Thursday, May 07, 2009

The State of PC Gaming

 
Having recently purchased three PC titles in quick succession I was surprised by the amount of effort that was needed to start playing these games. The titles in question being Grand Theft Auto 4, Dawn of War 2 and Call of Duty: World at War. Yeah I know these games released last year but I was waiting for my ill fated CPU upgrade to finish before playing these.
Anyway lets go through the effort required one by one, patching World at War to v1.4 requires downloading and installing 3 huge patches with a cumulative size of over 700MB. Of course one of the patches adds more multi-player maps but its still huge. On starting the game you have to create an account with the developer and you can start actually playing the game.
Dawn of War 2 was unbelievable in this regard, it installs Steam (then Steam updates itself), then it installs the game itself, then it installs Games for Windows LIVE (GFWL), then Steam updates the game, when you finally launch the game GFWL updates itself. Whew... then you can finally play the game after signing into Steam as well as GFWL.
GTA 4 requires online activation after installation finishes (in addition to SecuROM) and requires an account with Rockstar Social Club before playing and on first start it updates GFWL as well as the game itself while the status is shown as updating GFWL. So after creating all these accounts and downloading the patches it almost feels like setting up a new system from scratch and installing all the drivers and updates.
What is going on here, are all these companies into email address harvesting or something? You can't properly play a single player games without signing into three online services.
Now to the actual single player games themselves, since when did single-player gaming become an add-on to games and multi-player the main component? GTA4 is the only game out of these which can be called a single player game, others contain small single player campaigns with the main focus on multi-player gaming and maps (as the change logs suggest).
Image courtesy VisualPharm.

2 comments:

Unknown said...

I absolutely agree than video game companies are getting more and more paranoid to the extent that they have ported license key authentication to Steam. Steam updates everything to the latest patch before allowing you to play. I had the pleasure of sitting through hours (and I mean literally hours) of ‘patch upgrades’ recently. We have been on a gaming spree lately, Dawn of War II, Left4Dead, NeverWinter Nights 2 and Total War. Out of these, only the older game NW2 was a straight forward install.
But the killer punch was delivered by the fact that once a game key has been used on Steam, you can’t use it again i.e. games can’t be handed down or sold as used. This is a platform killing move from PC game developers – I am big fan of picking up used games and then pass them on once I am done with them.

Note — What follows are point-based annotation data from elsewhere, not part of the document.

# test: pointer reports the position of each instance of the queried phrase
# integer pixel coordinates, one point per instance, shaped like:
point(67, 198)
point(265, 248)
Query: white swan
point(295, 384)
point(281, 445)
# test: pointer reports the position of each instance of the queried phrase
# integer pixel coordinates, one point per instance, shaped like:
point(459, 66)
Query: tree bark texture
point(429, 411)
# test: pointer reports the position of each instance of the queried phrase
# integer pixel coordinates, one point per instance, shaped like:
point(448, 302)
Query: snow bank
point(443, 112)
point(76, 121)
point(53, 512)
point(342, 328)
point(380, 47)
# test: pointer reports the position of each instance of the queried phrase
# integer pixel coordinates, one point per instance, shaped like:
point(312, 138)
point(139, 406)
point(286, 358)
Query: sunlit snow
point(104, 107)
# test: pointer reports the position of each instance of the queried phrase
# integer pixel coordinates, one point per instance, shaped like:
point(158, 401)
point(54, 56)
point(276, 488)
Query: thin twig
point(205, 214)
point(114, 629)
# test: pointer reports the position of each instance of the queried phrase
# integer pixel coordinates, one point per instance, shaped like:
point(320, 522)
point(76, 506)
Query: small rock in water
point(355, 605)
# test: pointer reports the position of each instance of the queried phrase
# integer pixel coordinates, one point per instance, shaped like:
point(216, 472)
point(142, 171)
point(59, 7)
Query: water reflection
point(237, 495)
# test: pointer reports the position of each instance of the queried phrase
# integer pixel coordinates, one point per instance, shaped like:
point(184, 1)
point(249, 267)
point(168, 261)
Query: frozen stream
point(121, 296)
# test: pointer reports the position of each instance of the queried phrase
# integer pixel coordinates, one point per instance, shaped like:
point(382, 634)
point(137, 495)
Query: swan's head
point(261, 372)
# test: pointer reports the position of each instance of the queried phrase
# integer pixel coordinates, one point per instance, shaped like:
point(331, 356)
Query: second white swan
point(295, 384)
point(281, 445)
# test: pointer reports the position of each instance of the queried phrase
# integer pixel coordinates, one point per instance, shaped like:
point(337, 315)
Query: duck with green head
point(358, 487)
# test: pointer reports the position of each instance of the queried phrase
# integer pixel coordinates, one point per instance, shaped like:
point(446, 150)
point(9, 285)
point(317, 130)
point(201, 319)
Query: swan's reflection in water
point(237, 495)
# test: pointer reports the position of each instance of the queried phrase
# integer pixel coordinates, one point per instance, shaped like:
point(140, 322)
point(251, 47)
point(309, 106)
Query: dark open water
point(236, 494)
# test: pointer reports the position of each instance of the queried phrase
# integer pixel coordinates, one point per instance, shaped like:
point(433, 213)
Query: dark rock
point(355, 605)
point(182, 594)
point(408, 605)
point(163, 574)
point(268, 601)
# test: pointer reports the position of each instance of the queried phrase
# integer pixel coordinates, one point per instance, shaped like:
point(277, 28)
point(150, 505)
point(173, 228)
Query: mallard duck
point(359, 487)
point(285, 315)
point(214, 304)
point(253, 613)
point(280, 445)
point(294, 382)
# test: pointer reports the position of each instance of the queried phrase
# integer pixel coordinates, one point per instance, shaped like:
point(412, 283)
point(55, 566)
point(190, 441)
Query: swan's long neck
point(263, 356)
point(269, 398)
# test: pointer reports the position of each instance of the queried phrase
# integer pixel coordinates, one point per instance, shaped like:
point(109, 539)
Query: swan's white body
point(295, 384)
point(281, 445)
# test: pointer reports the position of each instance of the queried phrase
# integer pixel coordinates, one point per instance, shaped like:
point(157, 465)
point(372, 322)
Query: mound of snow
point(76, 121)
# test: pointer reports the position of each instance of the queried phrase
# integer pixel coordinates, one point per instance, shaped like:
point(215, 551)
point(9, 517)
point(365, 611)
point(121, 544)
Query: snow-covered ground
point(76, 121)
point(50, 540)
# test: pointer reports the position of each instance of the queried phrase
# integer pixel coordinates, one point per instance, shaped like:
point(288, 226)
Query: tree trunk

I am a hard core PC gamer but I must admit that this feature will force me to finally throw in the towel and move to a console. From the forums, a lot of PC players are of the same mindset. I sure hope that some common sense prevails in the developer community and they don’t end up shooting themselves in the foot.

Shakti said...

Yeah, its getting silly. Most publishers heavily discount PC games in India. I really applaud the strategy and I think its working too. They should stick with it instead of pouring money into copy protection software that doesn't even work.